I think that in order to compute the number of orbits of the action I should look at the stabilizer of a certain element in $V$.
For example amatrix $g\in G$ stabilizes an element $\begin{pmatrix}x\\y\end{pmatrix}\iff$
$$g\cdot\begin{pmatrix}x\\y\end{pmatrix}\mapsto\begin{pmatrix}x\\y\end{pmatrix}\implies\begin{cases} ax+by=x\text{ (mod 7)}\\-bx+ay=y\text{ (mod 7)}\end{cases}(?)$$
but it's not so easy to solve this system. Could you help me please?
Thank you for your attention.
Best Answer
In these kind of cases, it might be helpful to consider a particular element (especially if we take an element with a $0$ entry, it is even easier) and find its stabilizer. For instance, here take $\begin{pmatrix}1\\0\end{pmatrix} \in V$. Then, we have
$$\ \ \ \ a \equiv 1\ (\text{mod } 7) \implies a = 1\\ -b \equiv 0\ (\text{mod } 7) \implies b = 0$$
So, stabilizer of $\begin{pmatrix}1\\0\end{pmatrix}$ consists of a single element, which is the identity of $G$. Thus, by Orbit Stabilizer Theorem, orbit of $\begin{pmatrix}1\\0\end{pmatrix}$ consists of $49 = |V|$ elements, which means there is only $1$ orbit.

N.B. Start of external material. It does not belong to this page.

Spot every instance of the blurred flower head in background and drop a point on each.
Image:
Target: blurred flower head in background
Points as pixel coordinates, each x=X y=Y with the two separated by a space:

Of course, you might think that we were lucky here and we got a stabilizer with $1$ element so obtained the result immediately. If we try to do it by using some Number Theory, one can multiply the first congruence by $y$ and the second one by $x$ to obtain $$\ \ \ \ axy+by^2 \equiv xy\ (\text{mod } 7)\\ \ \ \ \ axy-bx^2 \equiv xy\ (\text{mod } 7)$$ which gives us $$b(x^2+y^2) \equiv 0\ (\text{mod } 7)$$
and we should use Sum of two squares Theorem to obtain $b = 0$ (note that $x^2+y^2 = 7$ has no integer solutions since $7 \equiv 3\ (\text{mod }4)$). Then again, the result you mentioned in comments follows.